Changing author name and email in Git
🏳️⚧️
Suppose someone who formerly committed code under
John Smith <john.smith@example.com>
now commits code under
Jane Smith <jane.smith@example.com>
. All of her commit history is under John,
and she wants to change it to Jane.
Additionally, she used to commit with a funny email address called
foobar@example.com
, but she doesn’t like that anymore, and wants everything to
be under jane.smith@example.com
.
The easy way - .mailmap
There’s the non-dangerous, recommended way to do it, and that’s
.mailmap
. In short, she can commit a
file called .mailmap
at the root of your repository that looks like this:
Jane Smith <jane.smith@example.com> <john.smith@example.com> <foobar@example.com>
where the proper email she wants goes first, and any emails that she wants to map to the proper email goes after.

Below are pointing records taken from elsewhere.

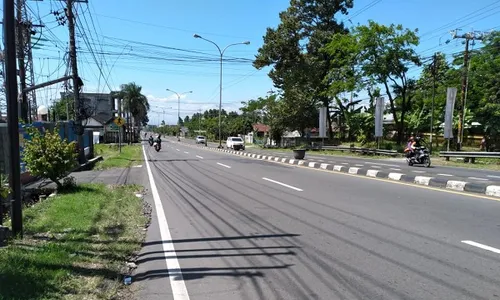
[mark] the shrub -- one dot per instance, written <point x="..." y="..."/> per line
<point x="48" y="156"/>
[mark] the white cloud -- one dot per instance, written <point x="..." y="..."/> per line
<point x="164" y="99"/>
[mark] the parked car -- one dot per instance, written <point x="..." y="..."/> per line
<point x="201" y="140"/>
<point x="235" y="143"/>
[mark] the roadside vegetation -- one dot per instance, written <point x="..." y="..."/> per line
<point x="76" y="245"/>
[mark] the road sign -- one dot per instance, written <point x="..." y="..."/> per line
<point x="119" y="121"/>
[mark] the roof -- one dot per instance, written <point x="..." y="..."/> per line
<point x="102" y="118"/>
<point x="261" y="127"/>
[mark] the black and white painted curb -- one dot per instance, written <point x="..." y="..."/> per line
<point x="456" y="185"/>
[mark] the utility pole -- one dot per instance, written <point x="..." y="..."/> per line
<point x="9" y="29"/>
<point x="434" y="70"/>
<point x="76" y="81"/>
<point x="470" y="36"/>
<point x="21" y="29"/>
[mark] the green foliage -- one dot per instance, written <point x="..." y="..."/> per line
<point x="49" y="156"/>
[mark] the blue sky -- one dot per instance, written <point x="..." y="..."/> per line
<point x="115" y="29"/>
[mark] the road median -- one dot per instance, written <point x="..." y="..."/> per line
<point x="455" y="185"/>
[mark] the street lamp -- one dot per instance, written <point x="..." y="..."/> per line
<point x="179" y="107"/>
<point x="221" y="52"/>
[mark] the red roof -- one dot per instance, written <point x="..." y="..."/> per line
<point x="261" y="127"/>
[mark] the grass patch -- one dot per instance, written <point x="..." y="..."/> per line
<point x="75" y="246"/>
<point x="112" y="158"/>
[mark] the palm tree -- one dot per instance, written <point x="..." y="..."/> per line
<point x="135" y="103"/>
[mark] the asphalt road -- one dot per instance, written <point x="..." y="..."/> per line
<point x="398" y="165"/>
<point x="249" y="229"/>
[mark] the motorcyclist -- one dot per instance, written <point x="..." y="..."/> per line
<point x="409" y="147"/>
<point x="416" y="145"/>
<point x="158" y="140"/>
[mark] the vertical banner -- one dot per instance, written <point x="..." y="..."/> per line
<point x="322" y="122"/>
<point x="379" y="117"/>
<point x="451" y="95"/>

Technically, all the metadata inside the historical commits will still say
John Smith <john.smith@example.com>
or John Smith <foobar@example.com>
.
However, in all git clients, anything with a john.smith@example.com
or
foobar@example.com
will be displayed as Jane Smith <jane.smith@example.com>
.
The rewriting history way - git filter-branch
If Jane is the sole committer to the repo, she can use the following script:
#!/bin/bash
function do_replace {
CMD='
OLD_EMAIL="'$1'"
CORRECT_NAME="Jane Smith"
CORRECT_EMAIL="jane.smith@example.com"
if [ "$GIT_COMMITTER_EMAIL" = "$OLD_EMAIL" ]
then
export GIT_COMMITTER_NAME="$CORRECT_NAME"
export GIT_COMMITTER_EMAIL="$CORRECT_EMAIL"
fi
if [ "$GIT_AUTHOR_EMAIL" = "$OLD_EMAIL" ]
then
export GIT_AUTHOR_NAME="$CORRECT_NAME"
export GIT_AUTHOR_EMAIL="$CORRECT_EMAIL"
fi
'
echo $CMD
FILTER_BRANCH_SQUELCH_WARNING=1 git filter-branch -f --env-filter "$CMD" --tag-name-filter cat -- --branches --tags
}
git config --unset user.email
git config --unset user.name
do_replace 'john.smith@example.com'
do_replace 'foobar@example.com'
This script will rewrite the entire history of her repo using git filter-branch,
permanently erasing all instances of john.smith@example.com
in metadata.
However, she would need to git push -f
to overwrite the history in Github or
Gitlab, and if anyone else is working on the code at that time, there will be
lots of fun merge conflicts to resolve.